08 - Diced bell peppers
09 - Cooked sausage
10 - Diced ham
11 - Chopped fresh spinach
12 - Broccoli florets

# Instructions:

01 - Turn your oven on to 350°F. Lightly coat a silicone muffin pan with some non-stick spray or oil so nothing sticks.
02 - Toss the eggs, cottage cheese, and all the spices into a strong blender. Blend until the mixture is silky smooth.
03 - Scoop about ¼ cup of the egg blend into each muffin space.
04 - Layer shredded cheese and your favorite add-ins on top of the mixture in each cup. Use a spoon’s back end to give them a gentle mix. Sprinkle extra cheese on top if you're feeling cheesy.
05 - Pop the tray into the oven for 18-22 minutes.

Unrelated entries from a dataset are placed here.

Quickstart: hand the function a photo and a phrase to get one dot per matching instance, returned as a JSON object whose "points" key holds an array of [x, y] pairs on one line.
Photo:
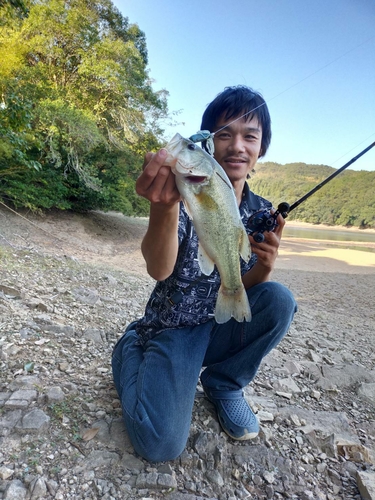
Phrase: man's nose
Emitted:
{"points": [[237, 144]]}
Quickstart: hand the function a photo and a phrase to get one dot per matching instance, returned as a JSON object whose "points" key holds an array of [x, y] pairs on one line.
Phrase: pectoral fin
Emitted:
{"points": [[205, 262], [244, 246], [187, 208]]}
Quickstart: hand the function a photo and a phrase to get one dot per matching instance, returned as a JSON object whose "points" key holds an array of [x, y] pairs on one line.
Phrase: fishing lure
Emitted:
{"points": [[206, 137]]}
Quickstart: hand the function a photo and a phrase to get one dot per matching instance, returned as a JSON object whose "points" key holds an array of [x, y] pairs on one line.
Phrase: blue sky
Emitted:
{"points": [[312, 60]]}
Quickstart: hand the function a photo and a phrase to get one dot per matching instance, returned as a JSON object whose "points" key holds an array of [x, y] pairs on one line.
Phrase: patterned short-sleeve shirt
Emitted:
{"points": [[197, 292]]}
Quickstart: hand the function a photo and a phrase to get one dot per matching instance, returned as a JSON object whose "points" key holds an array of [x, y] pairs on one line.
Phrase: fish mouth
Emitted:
{"points": [[195, 179]]}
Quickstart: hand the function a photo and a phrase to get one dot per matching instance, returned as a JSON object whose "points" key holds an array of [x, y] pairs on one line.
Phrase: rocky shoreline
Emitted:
{"points": [[61, 432]]}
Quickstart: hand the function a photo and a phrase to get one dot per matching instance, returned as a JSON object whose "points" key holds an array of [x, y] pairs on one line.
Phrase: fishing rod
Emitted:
{"points": [[264, 220]]}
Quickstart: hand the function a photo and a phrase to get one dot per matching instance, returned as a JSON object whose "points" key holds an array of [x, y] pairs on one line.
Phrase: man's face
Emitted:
{"points": [[237, 147]]}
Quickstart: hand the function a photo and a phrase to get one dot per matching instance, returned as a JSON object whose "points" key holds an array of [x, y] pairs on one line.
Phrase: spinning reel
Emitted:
{"points": [[264, 220]]}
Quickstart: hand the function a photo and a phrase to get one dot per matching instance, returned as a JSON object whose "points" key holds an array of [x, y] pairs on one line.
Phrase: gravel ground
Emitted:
{"points": [[71, 283]]}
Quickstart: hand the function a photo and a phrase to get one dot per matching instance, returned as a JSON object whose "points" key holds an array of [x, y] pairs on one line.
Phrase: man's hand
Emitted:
{"points": [[157, 182], [158, 185], [266, 252]]}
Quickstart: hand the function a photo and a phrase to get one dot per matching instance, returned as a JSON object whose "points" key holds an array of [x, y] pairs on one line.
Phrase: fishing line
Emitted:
{"points": [[212, 134]]}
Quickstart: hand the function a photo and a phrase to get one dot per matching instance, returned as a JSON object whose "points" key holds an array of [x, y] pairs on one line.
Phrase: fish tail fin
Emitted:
{"points": [[232, 303]]}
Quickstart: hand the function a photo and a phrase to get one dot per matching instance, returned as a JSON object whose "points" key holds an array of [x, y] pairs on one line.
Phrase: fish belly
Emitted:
{"points": [[222, 238]]}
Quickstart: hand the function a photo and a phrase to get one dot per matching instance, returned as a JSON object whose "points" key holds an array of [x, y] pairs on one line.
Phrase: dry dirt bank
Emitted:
{"points": [[67, 290]]}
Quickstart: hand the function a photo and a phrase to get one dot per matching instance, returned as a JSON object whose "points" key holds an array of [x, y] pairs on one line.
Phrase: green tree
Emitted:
{"points": [[76, 101]]}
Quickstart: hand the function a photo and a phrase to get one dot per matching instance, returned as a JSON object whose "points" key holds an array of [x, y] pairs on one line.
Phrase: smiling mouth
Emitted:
{"points": [[235, 160]]}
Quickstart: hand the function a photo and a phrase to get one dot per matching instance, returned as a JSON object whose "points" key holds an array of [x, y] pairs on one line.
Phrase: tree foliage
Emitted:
{"points": [[347, 200], [77, 108]]}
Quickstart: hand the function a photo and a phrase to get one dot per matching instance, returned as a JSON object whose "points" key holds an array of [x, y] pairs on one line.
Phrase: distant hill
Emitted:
{"points": [[347, 200]]}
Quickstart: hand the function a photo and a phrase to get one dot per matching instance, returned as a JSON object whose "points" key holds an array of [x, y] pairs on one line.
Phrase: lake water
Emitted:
{"points": [[328, 234]]}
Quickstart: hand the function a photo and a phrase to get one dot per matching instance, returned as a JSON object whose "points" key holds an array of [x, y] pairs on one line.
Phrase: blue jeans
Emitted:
{"points": [[157, 382]]}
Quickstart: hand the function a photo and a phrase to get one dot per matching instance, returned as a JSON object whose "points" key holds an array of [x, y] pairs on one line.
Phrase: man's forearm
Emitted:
{"points": [[160, 244]]}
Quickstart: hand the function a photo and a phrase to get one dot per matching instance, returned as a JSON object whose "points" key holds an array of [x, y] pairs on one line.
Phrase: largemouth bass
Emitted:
{"points": [[210, 201]]}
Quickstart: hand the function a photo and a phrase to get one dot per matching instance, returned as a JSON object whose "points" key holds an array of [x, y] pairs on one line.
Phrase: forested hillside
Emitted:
{"points": [[347, 200], [77, 109]]}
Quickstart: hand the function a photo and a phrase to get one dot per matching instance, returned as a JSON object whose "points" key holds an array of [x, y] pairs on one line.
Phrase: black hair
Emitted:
{"points": [[234, 102]]}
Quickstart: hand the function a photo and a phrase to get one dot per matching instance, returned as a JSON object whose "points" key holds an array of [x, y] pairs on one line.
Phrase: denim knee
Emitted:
{"points": [[157, 443]]}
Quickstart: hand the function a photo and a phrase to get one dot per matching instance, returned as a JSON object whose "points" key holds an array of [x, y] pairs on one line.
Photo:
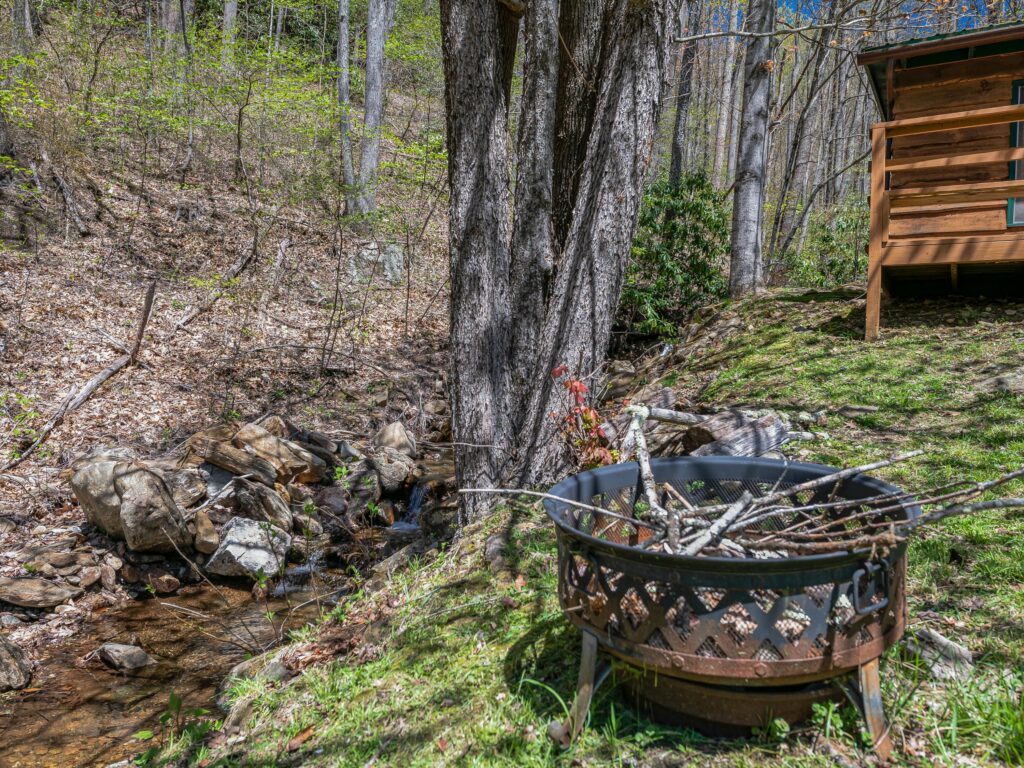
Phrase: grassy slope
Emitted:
{"points": [[470, 664]]}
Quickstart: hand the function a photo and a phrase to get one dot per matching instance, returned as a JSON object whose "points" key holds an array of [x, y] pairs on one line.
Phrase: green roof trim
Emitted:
{"points": [[944, 36]]}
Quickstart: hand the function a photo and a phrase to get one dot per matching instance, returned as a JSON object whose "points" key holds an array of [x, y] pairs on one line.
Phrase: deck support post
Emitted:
{"points": [[880, 222]]}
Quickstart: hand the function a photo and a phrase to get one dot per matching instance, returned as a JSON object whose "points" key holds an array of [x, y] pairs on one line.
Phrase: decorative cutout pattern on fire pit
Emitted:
{"points": [[719, 617]]}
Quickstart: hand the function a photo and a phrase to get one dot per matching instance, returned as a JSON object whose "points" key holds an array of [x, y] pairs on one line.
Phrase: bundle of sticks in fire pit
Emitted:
{"points": [[776, 524]]}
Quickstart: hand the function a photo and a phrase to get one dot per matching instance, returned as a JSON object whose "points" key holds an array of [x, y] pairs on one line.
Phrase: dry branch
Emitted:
{"points": [[76, 397]]}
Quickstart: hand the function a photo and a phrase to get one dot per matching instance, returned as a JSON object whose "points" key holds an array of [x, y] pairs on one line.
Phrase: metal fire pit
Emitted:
{"points": [[724, 644]]}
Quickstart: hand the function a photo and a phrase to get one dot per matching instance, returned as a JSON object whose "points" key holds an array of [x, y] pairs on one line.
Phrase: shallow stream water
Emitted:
{"points": [[80, 713]]}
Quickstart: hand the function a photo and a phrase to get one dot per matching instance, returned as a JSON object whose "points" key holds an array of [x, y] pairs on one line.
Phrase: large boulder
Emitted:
{"points": [[259, 503], [93, 486], [291, 461], [373, 262], [35, 593], [124, 657], [15, 672], [250, 549], [150, 518], [396, 436], [131, 502], [393, 468]]}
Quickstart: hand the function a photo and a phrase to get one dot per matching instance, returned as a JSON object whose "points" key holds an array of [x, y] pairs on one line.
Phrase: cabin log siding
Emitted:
{"points": [[941, 179], [956, 86]]}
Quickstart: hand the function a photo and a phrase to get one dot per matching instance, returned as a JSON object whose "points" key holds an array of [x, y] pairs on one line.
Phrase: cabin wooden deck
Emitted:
{"points": [[942, 166]]}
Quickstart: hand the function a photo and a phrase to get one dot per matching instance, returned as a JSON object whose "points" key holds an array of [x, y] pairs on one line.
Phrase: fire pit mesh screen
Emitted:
{"points": [[714, 616]]}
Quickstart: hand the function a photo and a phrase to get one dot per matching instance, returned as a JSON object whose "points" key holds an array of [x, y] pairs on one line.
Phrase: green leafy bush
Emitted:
{"points": [[678, 257], [835, 251]]}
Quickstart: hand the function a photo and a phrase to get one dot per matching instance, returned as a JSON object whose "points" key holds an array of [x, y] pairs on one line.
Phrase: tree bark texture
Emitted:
{"points": [[689, 14], [725, 105], [744, 272], [381, 16], [229, 29], [536, 274]]}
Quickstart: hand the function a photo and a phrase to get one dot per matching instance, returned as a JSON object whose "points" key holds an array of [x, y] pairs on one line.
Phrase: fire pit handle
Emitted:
{"points": [[872, 579]]}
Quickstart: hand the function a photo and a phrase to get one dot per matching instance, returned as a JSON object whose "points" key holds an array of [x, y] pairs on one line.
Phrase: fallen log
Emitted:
{"points": [[235, 460], [751, 438], [76, 397], [717, 427]]}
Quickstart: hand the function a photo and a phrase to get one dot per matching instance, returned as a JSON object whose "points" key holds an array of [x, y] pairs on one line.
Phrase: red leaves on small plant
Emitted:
{"points": [[581, 426], [300, 738]]}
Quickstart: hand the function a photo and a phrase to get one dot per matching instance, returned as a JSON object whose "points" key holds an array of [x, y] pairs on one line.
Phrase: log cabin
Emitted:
{"points": [[947, 165]]}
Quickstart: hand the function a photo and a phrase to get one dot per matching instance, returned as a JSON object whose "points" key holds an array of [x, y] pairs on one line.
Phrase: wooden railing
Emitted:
{"points": [[947, 248]]}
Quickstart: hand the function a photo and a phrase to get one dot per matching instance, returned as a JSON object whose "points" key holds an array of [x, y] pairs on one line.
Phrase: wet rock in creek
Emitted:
{"points": [[250, 549], [15, 672], [394, 435], [35, 593], [124, 657]]}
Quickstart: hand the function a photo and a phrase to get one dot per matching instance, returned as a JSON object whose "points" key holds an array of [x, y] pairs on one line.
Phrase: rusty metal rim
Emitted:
{"points": [[745, 671], [568, 488]]}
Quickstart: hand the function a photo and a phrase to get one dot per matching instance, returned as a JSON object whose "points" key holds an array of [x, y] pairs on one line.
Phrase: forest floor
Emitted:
{"points": [[458, 664], [299, 336]]}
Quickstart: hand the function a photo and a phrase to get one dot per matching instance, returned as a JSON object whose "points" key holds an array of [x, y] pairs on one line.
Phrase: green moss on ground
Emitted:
{"points": [[465, 666]]}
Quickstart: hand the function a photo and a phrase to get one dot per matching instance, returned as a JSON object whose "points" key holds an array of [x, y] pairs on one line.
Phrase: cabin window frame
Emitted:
{"points": [[1015, 206]]}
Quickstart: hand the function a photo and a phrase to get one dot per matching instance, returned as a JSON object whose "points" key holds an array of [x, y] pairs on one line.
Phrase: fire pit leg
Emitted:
{"points": [[590, 679], [875, 715]]}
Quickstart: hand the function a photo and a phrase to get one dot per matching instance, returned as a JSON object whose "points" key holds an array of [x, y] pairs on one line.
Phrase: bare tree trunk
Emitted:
{"points": [[733, 140], [689, 15], [378, 28], [345, 105], [744, 273], [529, 295], [725, 104], [282, 10], [229, 30]]}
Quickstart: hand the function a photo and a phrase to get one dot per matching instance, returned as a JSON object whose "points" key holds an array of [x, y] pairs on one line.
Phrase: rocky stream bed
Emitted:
{"points": [[185, 565]]}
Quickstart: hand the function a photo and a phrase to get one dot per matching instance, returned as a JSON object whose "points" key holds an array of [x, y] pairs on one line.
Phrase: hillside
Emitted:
{"points": [[455, 664]]}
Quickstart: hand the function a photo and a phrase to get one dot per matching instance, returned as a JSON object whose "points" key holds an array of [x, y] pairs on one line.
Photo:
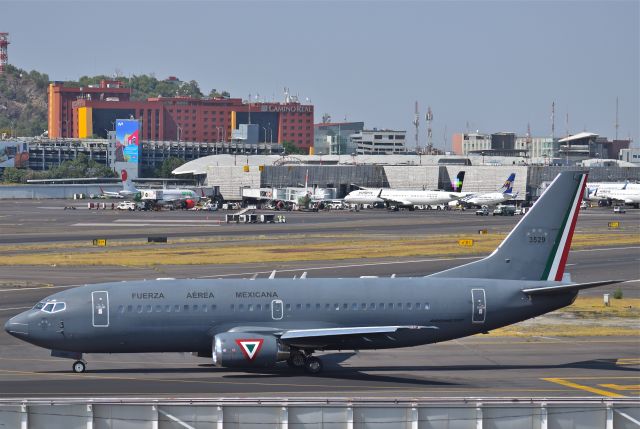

Take them out once they’ve firmed up and aren’t wobbly. Let them cool a bit before you gently lift them out of the pan.

# Notes:

01 - If you prefer egg whites, swap the whole eggs for 1.5 cups of whites (that’s about 12 of them). Keep in mind this version might come out a little softer and not as puffy.